この人、今みたいな悩み相談が毎日あったそうよ。ここは街の人にとって愚痴をこぼすような場所だったのね」
「…へぇ」
俺は他人事とは思えなかった。
他人の愚痴を聞く、悩みを聞く。
きっとニュースも周りから良い人だと言われてきたのだろう。
ニュースも俺と同じ感情だったのだろうか。
鬱陶しいと思ってたのだろうか
もしかしたら、俺より上手く悩みを聞いてあげてたのではないだろうか。
だったら何故俺はここにいるのか。
いけない、気を抜くとグルグルと考え事をしてしまう。
そう思ってるうちに再びドアがコンコンと叩かれた。
また青年が来たのかと思いドアを開けた。
しかし、そこには迷いの目でもなく、悩みの目でもないまっすぐとした目をこちらに向けた兵士が立っていた。
「…ご用件は?」
「貴様がニュースだな、街の人の悩みを解決してると聞いた。

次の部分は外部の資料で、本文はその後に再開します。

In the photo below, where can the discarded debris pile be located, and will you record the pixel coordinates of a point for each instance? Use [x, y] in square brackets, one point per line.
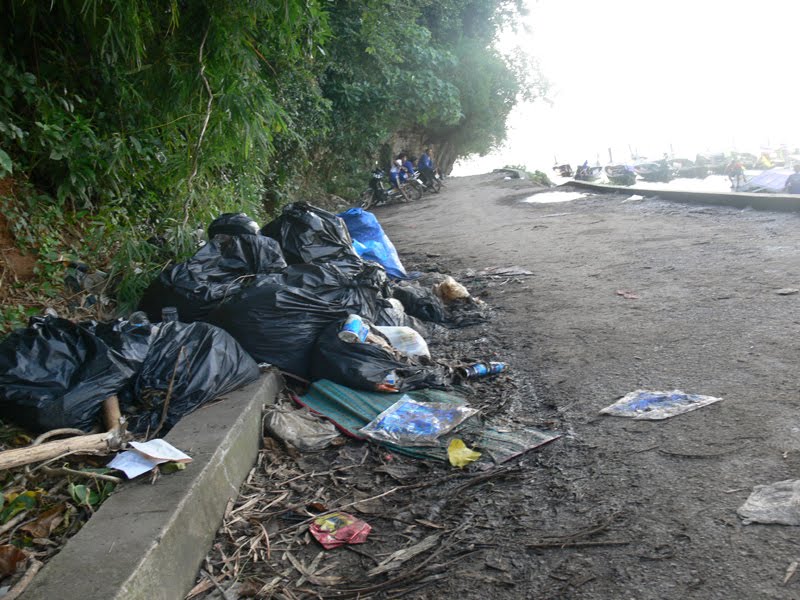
[301, 294]
[354, 520]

そのことで国王がお呼びだ、城まで来てもらう。」
そう言って兵士は俺を連れて行こうとする、俺は慌ててリーナの方を向くと兵士は彼女の存在に気づいたようで
「あいつは?」
「えっと助手です!」
「えっ!?」
俺が吐いた嘘にリーナは驚愕の表情を浮かべた。
そんなことにおかまいなく兵士は俺とリーナを馬車へと乗り込ませた。